If you’ve ever watched a science fiction movie, or one that uses special effects, then you owe a debt of gratitude to Georges Méliès, the subject of today’s Google Doodle and one of the few people who truly deserve to be called a “visionary.”
One of cinema’s most important pioneers, Méliès worked in an age when the medium was changing rapidly and when the whole world was obsessed with scientific discovery, explorations, and expeditions to the furthest reaches of the planet. So it’s fitting that a Doodle created in another age of fast-paced cinematic change — our current time — honors him by using some fancy technology of its own.
Méliès, born in 1861, was an innovator par excellence, experimenting with effects in his films that blew people’s minds in an era when film itself was still startling to many people. Employing things like time-lapse photography, multiple exposures, dissolves, pyrotechnics, theatrical machinery, and more, he dazzled his audiences. It looked like magic. (You can see some of these effects on the Doodle’s background page.)

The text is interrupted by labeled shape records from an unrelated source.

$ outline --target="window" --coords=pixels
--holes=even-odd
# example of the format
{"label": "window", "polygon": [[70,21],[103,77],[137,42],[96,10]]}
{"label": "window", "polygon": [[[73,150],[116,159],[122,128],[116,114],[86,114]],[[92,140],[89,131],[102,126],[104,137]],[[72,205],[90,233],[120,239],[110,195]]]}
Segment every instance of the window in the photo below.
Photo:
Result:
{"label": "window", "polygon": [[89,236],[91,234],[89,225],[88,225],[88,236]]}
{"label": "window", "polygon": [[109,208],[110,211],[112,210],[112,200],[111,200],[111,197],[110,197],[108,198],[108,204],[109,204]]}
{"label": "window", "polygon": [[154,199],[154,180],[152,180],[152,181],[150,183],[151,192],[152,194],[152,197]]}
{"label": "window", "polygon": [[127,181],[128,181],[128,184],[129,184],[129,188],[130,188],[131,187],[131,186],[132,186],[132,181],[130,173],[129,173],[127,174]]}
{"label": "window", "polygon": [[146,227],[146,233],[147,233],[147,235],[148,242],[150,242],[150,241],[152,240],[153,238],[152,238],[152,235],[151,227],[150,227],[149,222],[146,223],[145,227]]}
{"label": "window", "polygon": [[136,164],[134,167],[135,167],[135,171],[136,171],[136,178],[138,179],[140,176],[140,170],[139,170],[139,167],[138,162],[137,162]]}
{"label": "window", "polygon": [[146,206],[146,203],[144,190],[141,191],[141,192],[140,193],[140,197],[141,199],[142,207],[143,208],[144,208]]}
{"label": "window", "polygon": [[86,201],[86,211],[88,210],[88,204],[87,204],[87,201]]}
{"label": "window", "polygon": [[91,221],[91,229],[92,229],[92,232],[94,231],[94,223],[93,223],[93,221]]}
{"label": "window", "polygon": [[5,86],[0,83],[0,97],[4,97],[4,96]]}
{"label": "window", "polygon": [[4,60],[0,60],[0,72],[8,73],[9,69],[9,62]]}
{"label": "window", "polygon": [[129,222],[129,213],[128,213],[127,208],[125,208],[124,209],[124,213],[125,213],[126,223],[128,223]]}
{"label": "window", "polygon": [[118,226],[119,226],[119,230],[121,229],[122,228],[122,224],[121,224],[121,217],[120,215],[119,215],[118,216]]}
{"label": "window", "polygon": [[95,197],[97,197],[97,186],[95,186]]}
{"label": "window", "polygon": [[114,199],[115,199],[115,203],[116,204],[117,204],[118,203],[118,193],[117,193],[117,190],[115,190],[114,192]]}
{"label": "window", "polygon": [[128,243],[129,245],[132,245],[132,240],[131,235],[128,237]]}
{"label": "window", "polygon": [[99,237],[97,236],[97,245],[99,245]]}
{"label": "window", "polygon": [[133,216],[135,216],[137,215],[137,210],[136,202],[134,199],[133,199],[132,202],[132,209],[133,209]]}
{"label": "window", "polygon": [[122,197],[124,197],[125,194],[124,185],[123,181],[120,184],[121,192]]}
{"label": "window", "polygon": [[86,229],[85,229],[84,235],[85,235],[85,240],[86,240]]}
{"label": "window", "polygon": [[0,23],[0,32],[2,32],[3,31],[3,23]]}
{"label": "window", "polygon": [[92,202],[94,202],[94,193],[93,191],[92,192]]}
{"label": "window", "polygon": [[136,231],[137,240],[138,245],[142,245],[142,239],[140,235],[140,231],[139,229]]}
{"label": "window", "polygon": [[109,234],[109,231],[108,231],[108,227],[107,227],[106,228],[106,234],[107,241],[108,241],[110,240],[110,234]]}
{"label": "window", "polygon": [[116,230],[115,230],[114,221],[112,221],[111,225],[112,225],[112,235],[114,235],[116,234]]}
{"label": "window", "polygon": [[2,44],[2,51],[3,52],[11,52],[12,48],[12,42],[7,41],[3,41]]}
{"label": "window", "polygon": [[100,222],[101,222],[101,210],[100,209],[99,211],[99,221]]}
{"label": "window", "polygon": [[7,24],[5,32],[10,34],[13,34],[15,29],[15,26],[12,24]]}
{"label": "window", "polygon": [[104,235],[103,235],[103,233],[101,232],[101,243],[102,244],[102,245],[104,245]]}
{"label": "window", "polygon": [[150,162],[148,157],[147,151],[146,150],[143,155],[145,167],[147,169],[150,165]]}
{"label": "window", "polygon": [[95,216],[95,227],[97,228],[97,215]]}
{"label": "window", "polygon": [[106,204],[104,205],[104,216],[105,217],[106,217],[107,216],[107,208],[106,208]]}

Méliès was working around the turn of the 20th century, a time of burgeoning scientific exploration and big dreams about the future of mankind. The filmmaker tapped into those through his experimentation with effects, and through stories he told tales of discovery.
Méliès’s most famous film is probably Le Voyage dans la Lune (A Trip to the Moon), from 1902. It’s a work of science fiction, inspired partly by stories by people like Jules Verne. In the almost 13-minute film, a group of space explorers travel to the moon, encounter a tribe of strange beings, capture one, and return to Earth. Méliès himself played the crew’s leader, Professor Barbenfouillis.